Yeni geldiğimiz zaman çiçek aşısı doktoru beni aşıladı. O kolum çıban oldu ve şişti. O şiş aşağıya iniyor, beni yatırmıyor, abdestte sıkıntı veriyor. Acaba benim vücudum aşıya gelmez veyahut başka bir mânâ var. Yirmi sene evvel beni Ankara'da aşıladılar. Şimdiye kadar o aşı yeri ara sıra işliyor, rahatsızlık veriyor. Bu da öyle olmasın diye hatırıma geldi. Sizde nasıl?
Said Nursî
ba
Aziz, sıddık kardeşlerim,
Kader-i İlâhî adâleti bizleri Denizli medrese-i Yusufiyesine sevk etmesinin bir hikmeti, her yerden ziyade Risale-i Nur'a ve şakirtlerine hem mahpusları, hem ahalisi, belki hem memurları ve adliyesi muhtaç olmalarıdır. Buna binaen, biz bir vazife-i imaniye ve uhreviye ile bu sıkıntılı imtihana girdik.
Evet, yirmi-otuzdan ancak bir-ikisi tâdil-i erkân ile namazını kılan mahpuslar içinde birden Risale-i Nur şakirtlerinden kırk ellisi umumen bilâistisna mükemmel namazlarını kılmaları, lisan-ı hal ile ve fiil diliyle öyle bir ders ve irşaddır ki, bu sıkıntı ve zahmeti hiçe indirir, belki sevdirir. Ve şakirtler, ef'alleriyle bu dersi verdikleri gibi, kalblerindeki kuvvetli tahkikî imanlarıyla dahi buradaki ehl-i imanı ehl-i dalâletin evham ve şübehatından kurtarmalarına medar çelikten bir kal'a hükmüne geçeceğini rahmet ve inayet-i İlâhiyeden ümit ediyoruz.

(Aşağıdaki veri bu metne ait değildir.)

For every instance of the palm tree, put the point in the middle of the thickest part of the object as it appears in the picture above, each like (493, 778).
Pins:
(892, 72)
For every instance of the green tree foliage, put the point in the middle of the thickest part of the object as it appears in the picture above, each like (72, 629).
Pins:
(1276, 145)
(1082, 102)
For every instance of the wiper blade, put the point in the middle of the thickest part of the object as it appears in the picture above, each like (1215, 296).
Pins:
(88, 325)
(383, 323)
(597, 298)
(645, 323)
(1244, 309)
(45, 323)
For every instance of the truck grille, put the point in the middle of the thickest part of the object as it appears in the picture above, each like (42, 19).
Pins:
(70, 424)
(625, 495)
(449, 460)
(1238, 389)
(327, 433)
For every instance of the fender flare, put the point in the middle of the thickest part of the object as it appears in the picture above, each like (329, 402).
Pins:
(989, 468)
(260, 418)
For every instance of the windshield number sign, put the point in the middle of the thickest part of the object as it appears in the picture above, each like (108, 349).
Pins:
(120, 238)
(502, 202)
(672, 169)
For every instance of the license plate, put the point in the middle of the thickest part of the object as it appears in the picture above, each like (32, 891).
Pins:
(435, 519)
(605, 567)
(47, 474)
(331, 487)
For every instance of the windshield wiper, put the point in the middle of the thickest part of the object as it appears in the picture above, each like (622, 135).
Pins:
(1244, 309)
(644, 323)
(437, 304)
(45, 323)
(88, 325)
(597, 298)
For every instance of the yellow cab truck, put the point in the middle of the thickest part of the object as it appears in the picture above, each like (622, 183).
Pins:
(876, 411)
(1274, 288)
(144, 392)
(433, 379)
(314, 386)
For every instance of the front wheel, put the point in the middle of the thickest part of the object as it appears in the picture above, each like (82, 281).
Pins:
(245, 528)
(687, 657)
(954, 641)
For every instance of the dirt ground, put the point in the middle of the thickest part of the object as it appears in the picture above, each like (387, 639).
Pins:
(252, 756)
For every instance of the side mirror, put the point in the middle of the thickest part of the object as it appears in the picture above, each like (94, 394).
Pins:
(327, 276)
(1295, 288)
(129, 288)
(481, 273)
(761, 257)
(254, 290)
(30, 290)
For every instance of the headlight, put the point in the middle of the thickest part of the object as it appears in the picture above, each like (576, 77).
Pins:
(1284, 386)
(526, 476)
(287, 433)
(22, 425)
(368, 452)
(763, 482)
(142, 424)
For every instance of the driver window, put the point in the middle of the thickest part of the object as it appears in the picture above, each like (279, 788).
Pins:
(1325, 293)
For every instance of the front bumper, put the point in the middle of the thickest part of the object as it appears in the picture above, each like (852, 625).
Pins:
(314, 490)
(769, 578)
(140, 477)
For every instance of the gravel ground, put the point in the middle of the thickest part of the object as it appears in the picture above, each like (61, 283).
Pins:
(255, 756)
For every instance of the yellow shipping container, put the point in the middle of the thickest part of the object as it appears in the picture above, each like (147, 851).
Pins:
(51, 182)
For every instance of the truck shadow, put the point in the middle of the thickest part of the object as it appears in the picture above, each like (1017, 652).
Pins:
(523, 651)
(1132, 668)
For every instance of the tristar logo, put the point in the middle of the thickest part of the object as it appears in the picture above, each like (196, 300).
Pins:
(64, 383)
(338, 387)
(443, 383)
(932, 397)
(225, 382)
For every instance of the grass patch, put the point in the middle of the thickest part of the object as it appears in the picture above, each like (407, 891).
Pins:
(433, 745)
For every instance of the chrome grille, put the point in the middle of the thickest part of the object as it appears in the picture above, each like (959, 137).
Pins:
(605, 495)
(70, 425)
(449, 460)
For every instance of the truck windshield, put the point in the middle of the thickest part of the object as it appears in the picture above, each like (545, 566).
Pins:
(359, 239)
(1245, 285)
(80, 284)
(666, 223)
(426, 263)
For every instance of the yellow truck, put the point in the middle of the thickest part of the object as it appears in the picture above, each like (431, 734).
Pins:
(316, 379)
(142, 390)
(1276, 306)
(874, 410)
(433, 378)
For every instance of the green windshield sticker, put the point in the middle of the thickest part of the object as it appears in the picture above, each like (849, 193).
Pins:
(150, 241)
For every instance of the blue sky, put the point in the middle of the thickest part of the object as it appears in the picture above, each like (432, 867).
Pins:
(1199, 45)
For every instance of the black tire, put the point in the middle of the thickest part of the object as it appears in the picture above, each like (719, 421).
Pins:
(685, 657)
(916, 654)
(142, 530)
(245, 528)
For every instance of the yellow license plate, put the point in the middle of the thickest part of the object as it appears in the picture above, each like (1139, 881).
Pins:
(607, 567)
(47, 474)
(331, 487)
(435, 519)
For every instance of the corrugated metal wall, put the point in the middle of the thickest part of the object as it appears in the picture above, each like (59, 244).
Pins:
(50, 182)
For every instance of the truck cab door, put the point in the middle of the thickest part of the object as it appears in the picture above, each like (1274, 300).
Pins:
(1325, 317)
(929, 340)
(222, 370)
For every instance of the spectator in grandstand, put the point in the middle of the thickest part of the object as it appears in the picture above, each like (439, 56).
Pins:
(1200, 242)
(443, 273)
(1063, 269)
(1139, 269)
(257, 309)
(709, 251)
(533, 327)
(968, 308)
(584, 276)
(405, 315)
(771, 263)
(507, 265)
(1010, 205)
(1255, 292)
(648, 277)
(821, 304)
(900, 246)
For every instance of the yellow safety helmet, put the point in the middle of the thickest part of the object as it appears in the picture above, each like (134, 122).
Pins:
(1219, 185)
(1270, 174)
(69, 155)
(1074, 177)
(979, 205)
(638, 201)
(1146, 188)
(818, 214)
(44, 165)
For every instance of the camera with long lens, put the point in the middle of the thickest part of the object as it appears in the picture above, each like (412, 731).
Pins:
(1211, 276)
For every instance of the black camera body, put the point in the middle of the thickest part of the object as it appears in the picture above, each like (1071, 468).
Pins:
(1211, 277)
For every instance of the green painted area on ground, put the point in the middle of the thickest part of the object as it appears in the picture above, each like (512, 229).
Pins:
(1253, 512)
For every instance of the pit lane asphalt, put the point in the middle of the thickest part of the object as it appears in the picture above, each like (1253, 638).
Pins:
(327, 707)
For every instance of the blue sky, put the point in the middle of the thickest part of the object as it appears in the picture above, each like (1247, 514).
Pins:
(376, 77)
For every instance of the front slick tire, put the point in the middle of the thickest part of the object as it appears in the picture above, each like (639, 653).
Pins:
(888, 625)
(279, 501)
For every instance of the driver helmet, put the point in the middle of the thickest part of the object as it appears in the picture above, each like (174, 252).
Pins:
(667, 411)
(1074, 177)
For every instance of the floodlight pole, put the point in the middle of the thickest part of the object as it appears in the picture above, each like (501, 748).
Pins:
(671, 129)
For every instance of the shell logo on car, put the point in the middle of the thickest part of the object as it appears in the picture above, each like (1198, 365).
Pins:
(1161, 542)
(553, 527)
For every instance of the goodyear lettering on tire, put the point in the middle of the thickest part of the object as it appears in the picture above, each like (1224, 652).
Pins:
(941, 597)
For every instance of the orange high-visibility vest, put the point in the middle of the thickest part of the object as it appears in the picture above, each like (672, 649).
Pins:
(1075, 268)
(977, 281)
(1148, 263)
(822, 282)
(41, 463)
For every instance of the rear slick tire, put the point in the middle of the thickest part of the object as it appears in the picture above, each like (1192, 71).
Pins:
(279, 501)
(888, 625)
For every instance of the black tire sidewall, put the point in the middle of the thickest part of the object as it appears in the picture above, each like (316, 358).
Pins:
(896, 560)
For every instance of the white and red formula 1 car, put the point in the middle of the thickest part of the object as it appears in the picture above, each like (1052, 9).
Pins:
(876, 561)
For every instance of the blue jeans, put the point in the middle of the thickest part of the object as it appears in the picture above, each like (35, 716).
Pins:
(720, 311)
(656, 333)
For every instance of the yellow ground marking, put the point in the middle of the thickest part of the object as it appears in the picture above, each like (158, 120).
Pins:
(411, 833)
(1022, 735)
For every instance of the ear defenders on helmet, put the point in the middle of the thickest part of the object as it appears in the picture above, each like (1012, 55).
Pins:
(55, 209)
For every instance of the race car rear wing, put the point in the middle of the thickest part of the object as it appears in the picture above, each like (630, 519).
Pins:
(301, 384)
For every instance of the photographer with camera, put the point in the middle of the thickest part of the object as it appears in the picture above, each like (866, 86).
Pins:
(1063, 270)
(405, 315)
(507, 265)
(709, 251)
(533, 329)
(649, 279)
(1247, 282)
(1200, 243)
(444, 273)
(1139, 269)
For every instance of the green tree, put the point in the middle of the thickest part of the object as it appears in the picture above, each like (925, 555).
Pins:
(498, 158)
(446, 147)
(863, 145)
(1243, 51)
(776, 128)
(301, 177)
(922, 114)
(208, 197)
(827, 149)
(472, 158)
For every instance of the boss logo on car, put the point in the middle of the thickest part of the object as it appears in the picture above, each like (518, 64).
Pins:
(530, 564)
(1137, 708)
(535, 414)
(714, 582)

Buradaki ehl-i dünyanın bizi konuşmaktan ve temastan menleri zarar vermiyor. Lisan-ı hal, lisan-ı kalden daha kuvvetli ve tesirli konuşuyor. Madem hapse girmek terbiye içindir; milleti seviyorlarsa mahpusları Risale-i Nur şakirtleriyle görüştürsünler—tâ bir ayda, belki bir günde bir seneden ziyade terbiye alsınlar. Hem millete ve vatana, hem kendi istikballerine ve âhiretine menfaatli birer insan olsunlar. Gençlik Rehberi bulunsaydı çok faidesi olurdu. İnşaallah bir zaman girer.